MACKSVILLE — Jana Lamb, an English Speakers of Other Language teacher in the Macksville school system in south-central Kansas, knows first-hand the symptoms, diagnosis process and results of having COVID-19.
Two months have passed since Lamb, who lives with her husband, Mike Lamb, on a farm in Stafford County, tested positive for the coronavirus. She is considered fully recovered, but her life is not the same.
"I am back to full-day schedules at school," she said. "But I tire easily. I’m still not 100%."
Lamb said her experience started in early September.
"One morning I woke up with a slight fever, my cheeks were flushed, and I had difficulty walking up the stairs," she said.
Although they live in Stafford County, their medical care is with Pratt physicians, Mike Lamb said.
"For about a week we thought she was getting better, but one morning after her first symptoms appeared, she had a really bad night, and she had more fever and was having more difficulty using her inhaler," he said.
Jana has asthma and normally uses an inhaler to occasionally assist with her breathing.
"I knew I was getting worse because I could not take a full breath in with my inhaler," she said.
Jana said she slowly lost her ability to breathe in enough oxygen and wasn’t exactly thinking straight.
Mike said he could see that his wife was getting worse and worse.
"That weekend of Sept. 11-14, Jana continued to decline, so we went to the Pratt hospital Monday morning,"he said.
Her regular doctor was unavailable, but she was initially examined in the emergency room and quickly admitted into the hospital.
Soon after, Jana was admitted to a regular hospital room and had a full blood workup and chest X-rays.
Her condition continued to deteriorate, and her temperature was in the 101- to 102-degree range. She was diagnosed with COVID-19 and moved into a special intensive-care room for further evaluation and treatment.
"Everyone who came into my room was covered from head to toe with preventative masks, gowns and gloves," she said.
She was given the antiviral drug Remdesivir and a steroid, Dexamethasone. During those initial days and nights, while she made steady improvement, she had varying levels of oxygen processing and periods of high blood pressure. She was also treated intravenously with various fluids.

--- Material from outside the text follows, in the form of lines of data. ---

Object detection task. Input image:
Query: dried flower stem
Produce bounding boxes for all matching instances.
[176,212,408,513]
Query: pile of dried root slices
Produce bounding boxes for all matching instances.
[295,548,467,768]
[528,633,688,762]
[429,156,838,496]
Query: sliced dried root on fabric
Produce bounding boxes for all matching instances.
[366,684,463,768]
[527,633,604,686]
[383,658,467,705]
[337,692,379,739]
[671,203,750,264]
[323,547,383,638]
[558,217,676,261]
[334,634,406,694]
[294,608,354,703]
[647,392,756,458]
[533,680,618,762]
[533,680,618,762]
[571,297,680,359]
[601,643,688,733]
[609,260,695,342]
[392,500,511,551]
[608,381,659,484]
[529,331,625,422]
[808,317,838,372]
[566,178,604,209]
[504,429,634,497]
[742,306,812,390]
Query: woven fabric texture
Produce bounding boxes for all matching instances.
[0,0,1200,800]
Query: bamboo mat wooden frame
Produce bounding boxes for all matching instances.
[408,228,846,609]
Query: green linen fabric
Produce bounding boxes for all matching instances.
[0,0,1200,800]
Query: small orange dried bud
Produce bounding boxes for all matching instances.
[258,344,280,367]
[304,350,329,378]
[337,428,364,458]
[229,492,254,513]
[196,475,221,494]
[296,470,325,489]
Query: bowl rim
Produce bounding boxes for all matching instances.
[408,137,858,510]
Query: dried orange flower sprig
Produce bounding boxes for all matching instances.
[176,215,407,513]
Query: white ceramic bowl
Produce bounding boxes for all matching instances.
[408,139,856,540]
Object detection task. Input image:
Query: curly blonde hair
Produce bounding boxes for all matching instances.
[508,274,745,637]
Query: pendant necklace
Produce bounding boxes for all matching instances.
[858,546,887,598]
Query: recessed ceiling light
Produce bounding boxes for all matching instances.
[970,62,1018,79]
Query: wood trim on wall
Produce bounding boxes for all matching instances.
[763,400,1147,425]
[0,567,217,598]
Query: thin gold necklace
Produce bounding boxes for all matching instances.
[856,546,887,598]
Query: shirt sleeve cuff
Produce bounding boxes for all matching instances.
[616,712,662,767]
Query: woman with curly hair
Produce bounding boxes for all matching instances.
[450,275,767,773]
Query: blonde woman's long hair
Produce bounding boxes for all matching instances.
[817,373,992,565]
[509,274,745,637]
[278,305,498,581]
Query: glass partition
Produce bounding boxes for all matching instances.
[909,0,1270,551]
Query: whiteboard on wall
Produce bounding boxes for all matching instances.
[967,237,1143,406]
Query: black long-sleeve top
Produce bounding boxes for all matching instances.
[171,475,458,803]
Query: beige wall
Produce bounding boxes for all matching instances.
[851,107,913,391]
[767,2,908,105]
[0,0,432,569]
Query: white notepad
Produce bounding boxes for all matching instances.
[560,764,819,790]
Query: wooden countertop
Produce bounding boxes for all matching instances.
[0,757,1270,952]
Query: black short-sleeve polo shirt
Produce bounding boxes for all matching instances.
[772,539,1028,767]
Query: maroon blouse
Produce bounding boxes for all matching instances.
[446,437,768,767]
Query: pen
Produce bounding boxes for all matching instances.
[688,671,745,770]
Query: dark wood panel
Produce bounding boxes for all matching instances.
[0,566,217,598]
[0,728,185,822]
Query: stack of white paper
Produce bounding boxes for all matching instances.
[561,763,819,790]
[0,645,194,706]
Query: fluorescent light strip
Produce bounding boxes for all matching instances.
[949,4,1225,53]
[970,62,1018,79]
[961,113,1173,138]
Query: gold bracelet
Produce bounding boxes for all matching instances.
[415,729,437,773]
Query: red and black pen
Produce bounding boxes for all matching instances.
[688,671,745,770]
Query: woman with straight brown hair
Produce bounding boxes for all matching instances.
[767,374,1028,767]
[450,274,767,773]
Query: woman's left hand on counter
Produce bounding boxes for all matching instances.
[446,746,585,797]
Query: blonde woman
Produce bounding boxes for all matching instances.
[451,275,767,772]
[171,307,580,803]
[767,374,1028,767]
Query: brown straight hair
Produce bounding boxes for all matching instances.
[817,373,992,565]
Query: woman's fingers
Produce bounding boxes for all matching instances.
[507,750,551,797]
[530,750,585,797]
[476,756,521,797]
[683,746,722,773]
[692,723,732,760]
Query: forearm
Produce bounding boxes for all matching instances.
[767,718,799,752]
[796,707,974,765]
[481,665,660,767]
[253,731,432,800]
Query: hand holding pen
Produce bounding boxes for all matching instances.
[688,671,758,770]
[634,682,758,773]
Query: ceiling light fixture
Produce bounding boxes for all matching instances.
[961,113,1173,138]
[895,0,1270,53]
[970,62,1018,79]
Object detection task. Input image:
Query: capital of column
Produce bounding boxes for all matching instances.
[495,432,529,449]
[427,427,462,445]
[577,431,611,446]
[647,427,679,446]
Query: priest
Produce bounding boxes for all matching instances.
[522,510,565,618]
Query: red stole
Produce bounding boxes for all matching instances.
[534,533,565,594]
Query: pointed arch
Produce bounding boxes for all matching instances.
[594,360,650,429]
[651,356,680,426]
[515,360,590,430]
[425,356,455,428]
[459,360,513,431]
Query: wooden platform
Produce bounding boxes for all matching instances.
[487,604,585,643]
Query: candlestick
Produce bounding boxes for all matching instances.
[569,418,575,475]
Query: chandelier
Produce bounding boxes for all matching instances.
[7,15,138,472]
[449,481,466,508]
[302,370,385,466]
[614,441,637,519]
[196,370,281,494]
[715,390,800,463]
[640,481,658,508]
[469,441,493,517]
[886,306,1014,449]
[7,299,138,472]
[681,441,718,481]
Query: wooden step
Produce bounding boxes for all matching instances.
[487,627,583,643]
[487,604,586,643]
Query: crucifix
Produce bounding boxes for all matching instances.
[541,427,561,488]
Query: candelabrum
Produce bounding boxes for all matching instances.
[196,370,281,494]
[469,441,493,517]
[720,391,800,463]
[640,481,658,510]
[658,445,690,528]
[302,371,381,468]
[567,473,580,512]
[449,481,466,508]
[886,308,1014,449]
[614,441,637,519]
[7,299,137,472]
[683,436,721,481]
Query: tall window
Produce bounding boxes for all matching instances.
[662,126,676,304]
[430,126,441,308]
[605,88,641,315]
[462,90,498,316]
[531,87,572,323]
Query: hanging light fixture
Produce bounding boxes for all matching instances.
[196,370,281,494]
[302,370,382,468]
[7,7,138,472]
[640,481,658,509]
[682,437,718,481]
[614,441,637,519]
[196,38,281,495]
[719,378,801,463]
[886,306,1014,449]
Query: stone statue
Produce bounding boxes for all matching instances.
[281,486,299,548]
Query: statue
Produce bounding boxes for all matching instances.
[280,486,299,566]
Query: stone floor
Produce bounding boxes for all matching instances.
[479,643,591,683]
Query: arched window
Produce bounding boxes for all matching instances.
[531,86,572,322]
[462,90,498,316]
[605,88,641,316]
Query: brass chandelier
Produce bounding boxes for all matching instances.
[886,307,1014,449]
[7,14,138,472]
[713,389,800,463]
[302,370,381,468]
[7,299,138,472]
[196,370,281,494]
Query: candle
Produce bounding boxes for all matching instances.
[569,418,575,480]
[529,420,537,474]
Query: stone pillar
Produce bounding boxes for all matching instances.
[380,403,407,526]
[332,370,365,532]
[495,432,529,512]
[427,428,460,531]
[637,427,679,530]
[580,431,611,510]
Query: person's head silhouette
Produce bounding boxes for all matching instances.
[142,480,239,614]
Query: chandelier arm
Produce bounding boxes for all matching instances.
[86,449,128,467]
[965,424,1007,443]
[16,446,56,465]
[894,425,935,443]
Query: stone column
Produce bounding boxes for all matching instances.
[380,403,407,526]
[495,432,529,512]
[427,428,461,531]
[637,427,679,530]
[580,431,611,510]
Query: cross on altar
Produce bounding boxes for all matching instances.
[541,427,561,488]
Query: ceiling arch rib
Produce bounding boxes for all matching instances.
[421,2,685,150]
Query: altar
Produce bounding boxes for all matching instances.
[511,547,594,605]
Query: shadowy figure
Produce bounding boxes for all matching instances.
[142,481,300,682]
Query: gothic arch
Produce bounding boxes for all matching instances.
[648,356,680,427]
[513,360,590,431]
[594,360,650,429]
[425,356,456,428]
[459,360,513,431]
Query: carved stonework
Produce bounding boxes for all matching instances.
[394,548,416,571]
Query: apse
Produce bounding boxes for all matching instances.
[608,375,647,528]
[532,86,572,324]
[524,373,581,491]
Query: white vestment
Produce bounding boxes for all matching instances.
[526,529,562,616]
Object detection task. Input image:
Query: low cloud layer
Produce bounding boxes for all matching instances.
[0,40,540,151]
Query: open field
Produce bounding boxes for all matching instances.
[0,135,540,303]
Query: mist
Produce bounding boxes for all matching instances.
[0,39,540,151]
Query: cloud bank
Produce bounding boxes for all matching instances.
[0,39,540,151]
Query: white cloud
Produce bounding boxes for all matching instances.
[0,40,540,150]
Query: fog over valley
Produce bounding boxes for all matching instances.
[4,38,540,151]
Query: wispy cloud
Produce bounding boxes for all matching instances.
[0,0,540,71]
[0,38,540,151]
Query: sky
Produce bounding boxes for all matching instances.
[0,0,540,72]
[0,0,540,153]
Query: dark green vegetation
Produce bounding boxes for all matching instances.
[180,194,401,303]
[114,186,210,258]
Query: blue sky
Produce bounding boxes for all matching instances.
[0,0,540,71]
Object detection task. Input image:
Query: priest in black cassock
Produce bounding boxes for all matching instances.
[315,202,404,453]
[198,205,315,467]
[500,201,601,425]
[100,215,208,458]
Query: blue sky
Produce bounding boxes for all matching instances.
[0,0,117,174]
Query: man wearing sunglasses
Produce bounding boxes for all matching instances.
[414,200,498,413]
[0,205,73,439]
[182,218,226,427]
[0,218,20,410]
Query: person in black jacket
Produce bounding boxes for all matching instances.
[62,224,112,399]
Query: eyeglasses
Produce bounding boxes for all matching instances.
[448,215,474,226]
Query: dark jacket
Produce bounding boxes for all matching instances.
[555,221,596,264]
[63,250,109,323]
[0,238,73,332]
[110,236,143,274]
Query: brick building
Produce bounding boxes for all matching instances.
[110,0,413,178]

Jana spent four nights in the special ICU room for patients positive for the coronavirus with 24-hour care. She was on oxygen the entire time.
"I was told later that at one point I was one step away from being on a ventilator if my oxygen level continued to drop," she said.
Jana’s overall health continued to improve and her oxygen levels improved enough that she was released from the hospital on the fifth day. She continued to recover at home after her release from the hospital and initially resumed half-day work schedules at school before resuming a full schedule this month.
"If you want to show love for your neighbors, wear your mask to protect yourself and others, wash your hands frequently, and practice social distancing," Jana said. "No one knows who is going to be affected, and you don’t know how bad of a case you might have. You could be like me and recover, or have a bad case and die."